Hemp is currently banned in most countries because it is from the same family as marijuana (the most consumed drug in the world, according to the WHO) , but that has not prevented its uses in the industry from being investigated.
Cannabis sativa, the plant of one thousand and one molecules is a study published by the National Center for Biotechnology Information – part of the National Library of Medicine of the United States – (NCBI) in which it is stated that it has the interest in hemp resurfaced due to its multiple applications.
The study indicates that cannabis sativa “is a hidden treasure of phytochemicals and a rich source of cellulosic and woody fibers”, which makes it a useful plant to make from beds for animals, to bioplastics, through paper, cloth, supplements food, oils and therapeutic uses , among others.
The stem of the plant is rich in phenols, a molecule that can be converted into bioplastics and is the cause of the plant does not require pesticides when planted, as phenol is fungicidal, bactericidal and antiseptic, characteristics that preserve the fabrics made with hemp, which makes them attractive for use in hospitals, says the study.
On boats, in your jeans
In fact, the sails of boats have been made for centuries with hemp, because they are resistant and do not rot. For the same reason, Levi’s pants were made of hemp, which ended when the plant was banned in the United States, and its cultivation is cheaper than cotton, according to the study published by the NCBI.
Hemp fibers can replace glass fibers and the resulting material “is more resistant than polypropylene plastic and lighter in weight,” the study reads.
This has made the auto industry interested in bioplastics made with hemp. Which is nothing new.
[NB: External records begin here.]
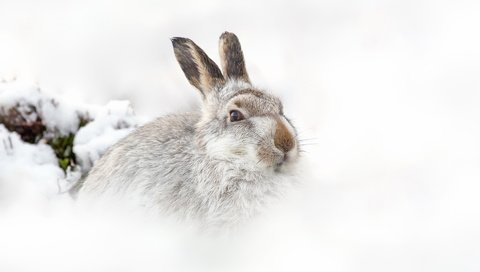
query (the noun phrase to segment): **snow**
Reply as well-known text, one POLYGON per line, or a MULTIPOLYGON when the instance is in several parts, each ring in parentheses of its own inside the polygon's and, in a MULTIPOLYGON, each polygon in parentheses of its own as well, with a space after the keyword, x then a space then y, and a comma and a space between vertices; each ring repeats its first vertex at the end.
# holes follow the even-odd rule
MULTIPOLYGON (((1 125, 3 150, 0 166, 3 171, 0 181, 22 184, 23 190, 31 187, 23 183, 36 180, 35 188, 47 192, 49 197, 77 182, 108 147, 142 122, 135 116, 128 101, 110 101, 105 106, 72 105, 64 100, 57 101, 40 88, 17 80, 0 83, 0 110, 8 112, 11 108, 18 109, 27 121, 37 120, 38 115, 46 126, 46 135, 38 144, 28 144, 1 125), (35 110, 32 111, 32 108, 35 110), (80 119, 88 120, 88 123, 80 127, 80 119), (75 134, 73 150, 78 166, 69 169, 65 175, 52 148, 45 142, 70 133, 75 134)), ((11 185, 5 186, 10 188, 11 185)), ((8 190, 5 189, 5 192, 8 190)))
POLYGON ((58 193, 63 171, 57 166, 57 158, 48 145, 25 143, 2 124, 0 143, 0 209, 58 193))
POLYGON ((127 136, 140 123, 128 101, 110 101, 89 112, 94 121, 78 131, 73 147, 85 171, 90 170, 108 147, 127 136))
POLYGON ((0 271, 480 270, 480 2, 0 6, 0 105, 43 101, 59 133, 89 112, 75 139, 85 170, 144 120, 197 108, 169 38, 218 62, 225 30, 307 151, 297 191, 234 241, 202 243, 163 222, 77 211, 56 194, 65 177, 50 148, 0 126, 0 271))
POLYGON ((37 114, 45 120, 47 130, 50 132, 67 135, 78 129, 79 116, 72 110, 68 103, 58 103, 54 99, 41 93, 40 88, 32 84, 13 80, 0 84, 0 107, 9 109, 17 106, 22 111, 26 120, 33 121, 37 114), (36 108, 36 113, 28 114, 29 105, 36 108))

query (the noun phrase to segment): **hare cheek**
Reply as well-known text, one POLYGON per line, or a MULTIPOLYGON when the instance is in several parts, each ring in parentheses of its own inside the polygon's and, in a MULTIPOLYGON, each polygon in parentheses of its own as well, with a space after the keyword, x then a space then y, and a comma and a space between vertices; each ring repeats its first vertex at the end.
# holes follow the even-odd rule
POLYGON ((236 156, 245 156, 247 155, 247 150, 245 150, 245 148, 242 148, 242 147, 232 147, 230 148, 230 153, 232 153, 233 155, 236 155, 236 156))
POLYGON ((232 147, 234 147, 234 139, 231 137, 223 137, 216 141, 208 141, 206 144, 207 153, 212 157, 217 158, 229 157, 232 147))
POLYGON ((248 147, 239 144, 239 141, 231 136, 209 141, 206 150, 209 155, 216 158, 248 157, 251 153, 248 147))

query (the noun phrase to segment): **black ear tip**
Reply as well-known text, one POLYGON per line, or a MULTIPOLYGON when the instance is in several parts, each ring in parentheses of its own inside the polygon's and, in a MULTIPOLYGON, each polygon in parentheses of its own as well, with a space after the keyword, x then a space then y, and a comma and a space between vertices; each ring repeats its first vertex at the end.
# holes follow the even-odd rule
POLYGON ((173 37, 173 38, 170 38, 170 41, 172 41, 173 46, 177 46, 177 45, 183 45, 190 42, 190 39, 182 38, 182 37, 173 37))
POLYGON ((220 39, 224 40, 224 39, 237 39, 237 35, 235 35, 235 33, 232 33, 232 32, 228 32, 228 31, 225 31, 222 33, 222 35, 220 35, 220 39))

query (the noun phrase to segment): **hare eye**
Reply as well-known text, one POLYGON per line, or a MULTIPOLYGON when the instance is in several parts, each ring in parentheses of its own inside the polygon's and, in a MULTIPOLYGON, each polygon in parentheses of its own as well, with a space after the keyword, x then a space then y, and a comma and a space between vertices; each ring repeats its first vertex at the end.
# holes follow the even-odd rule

Already in 1941 Henry Ford had created a car with bioplastics using soy and cannabis sativa, among other ingredients that are not known precisely “because there is no record of the formula at present,” says the site of the Henry Ford Museum.
Today, with the rise of electric cars, whose engines are less powerful, having a lightweight material can help cars maintain their speed, explained Clarke.
As a supplement and source of energy
The seed is also used as a food supplement (in fact, in Mexico you can buy this supplement in stores like Forbidden Fruits, without any recipe or restriction).
The best kept secret of hemp is that you can produce energy with it. Today, studies are being carried out to find out its potential to produce alcohol with its cellulose, or to use its biomass to generate ethanol, methanol and gasoline, that is, to light houses, light stoves and start cars, instead of using bone fuels.
Its cellulose is used to make paper, which could avoid the use of trees, which take longer to grow and require more arable land than hemp.
The plant has thousands of uses, says Clarke, reaches its maturity in 90 days and its cultivation to obtain pure fiber, without taking advantage of leaves or seeds, can occur without water or pesticides.
What is missing so that hemp can be industrially used in Mexico ? His advice is to investigate as much as possible of hemp: “Learn more. Read about the companies that already do it, investigate the uses that Henry Ford has given you, read Jack Herer so that hemp is for everyone. “
Current legislation in Mexico already allows research with cannabis species ; however, the regulation of these activities is still pending, which is responsible for the Cofepris and has exceeded the deadline for publication.